Years after the death of her parents, Mary does not appear to have any desires beyond wanting them back – a reasonable wish for a real child, but not a compelling one for a protagonist. Most of the other characters are fleshed out with hopes, fears, insecurities, and ambitions, like the religious hermit Abraham (Susannah Perkins), who wants to prove himself to God and his mentor by procuring a pure virgin child for the abbey. Ephraim (Octavia Chavez-Richmond), his mentor, has arguments with God that form the core of the show’s heart. Chavez-Richmond’s balance of adroit humor and desperate supplication is a highlight that endears Ephraim to the audience.
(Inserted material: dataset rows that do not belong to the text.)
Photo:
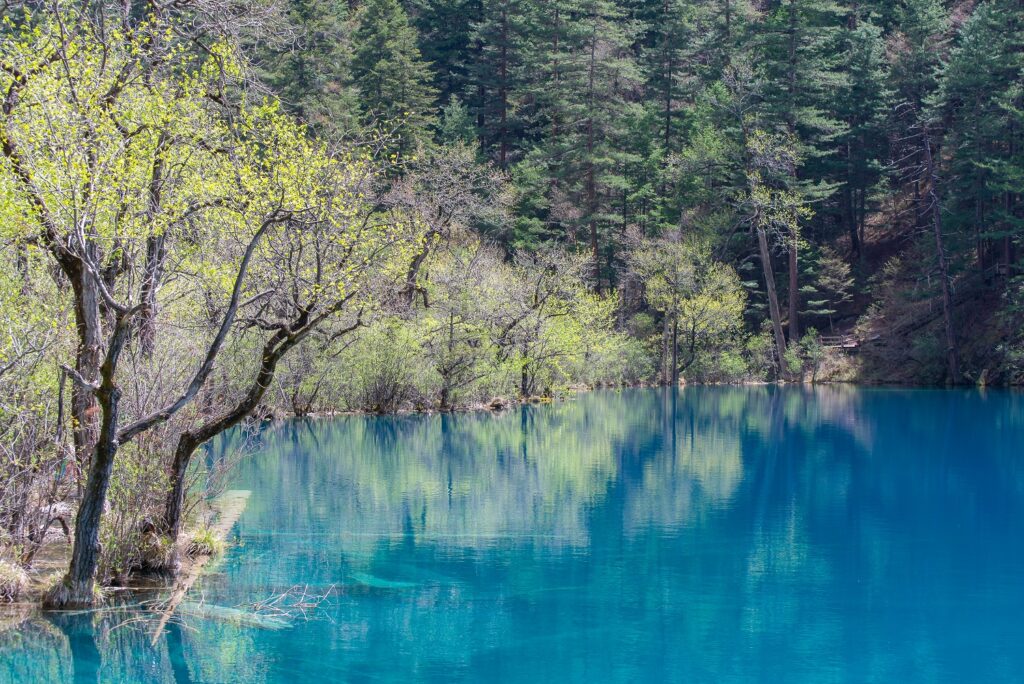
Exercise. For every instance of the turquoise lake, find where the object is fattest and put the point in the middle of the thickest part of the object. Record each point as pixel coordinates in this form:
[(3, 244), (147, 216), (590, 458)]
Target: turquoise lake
[(713, 535)]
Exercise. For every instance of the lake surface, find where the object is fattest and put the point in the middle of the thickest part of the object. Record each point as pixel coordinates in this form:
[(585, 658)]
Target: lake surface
[(714, 535)]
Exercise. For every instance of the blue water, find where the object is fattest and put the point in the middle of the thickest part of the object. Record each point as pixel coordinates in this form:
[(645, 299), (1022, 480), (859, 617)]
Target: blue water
[(721, 535)]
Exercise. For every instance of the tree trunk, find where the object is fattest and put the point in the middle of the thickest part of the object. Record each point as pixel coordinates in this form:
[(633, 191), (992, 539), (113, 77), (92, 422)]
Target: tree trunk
[(675, 352), (794, 287), (88, 356), (77, 587), (776, 316)]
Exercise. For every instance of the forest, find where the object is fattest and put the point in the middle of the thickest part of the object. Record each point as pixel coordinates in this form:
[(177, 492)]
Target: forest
[(214, 213)]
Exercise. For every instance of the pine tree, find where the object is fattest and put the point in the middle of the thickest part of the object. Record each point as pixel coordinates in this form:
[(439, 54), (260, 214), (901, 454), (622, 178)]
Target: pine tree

Mary bemoans later that men who come from far and wide to, ahem, admire her beauty only love the image of her, like a hermit worships an icon. But Mary is just an idea in this loose adaptation of Hrotsvitha of Gandersheim’s Abraham, or the Fall and Repentance of Mary, running around in search of meaning.
Despite these character conundrums, Mary is still an enjoyable show imbued with theatricality (tedious as it may get when, like Mary, you just want the hermits to stop singing). Spooky choreography lends the production a heightened air of near-Expressionism as the ensemble acts out Abraham’s nightmare of Mary’s worldly defilement. Lighting cues from Cha See further up the tension in Josiah Davis’s adept and entertaining production. But pantomime of invisible horses and hymns with all the lyrics replaced with “God” can only hold so much weight, and a repetition of lines that at first feels clever soon overstays its welcome.
You have to learn to love yourself “when everyone you love dies in a plague, there is no one to love you,” Mary croons like a disco diva at the end of the show, though we have no indication that she learned this lesson – certainly not through her near-instant forgiveness of Abraham, whom she had detested moments before for his meddling. Mary Gets Hers tells us of such developments much more than showing them, although the showing, such as through dance, is much more interesting.
The ensemble’s worship of Mary might land if the character had more life or if Wong played her with more than one petulant note. As it stands, Mary Gets Hers is instead a production worth seeing for the achievements of its other characters.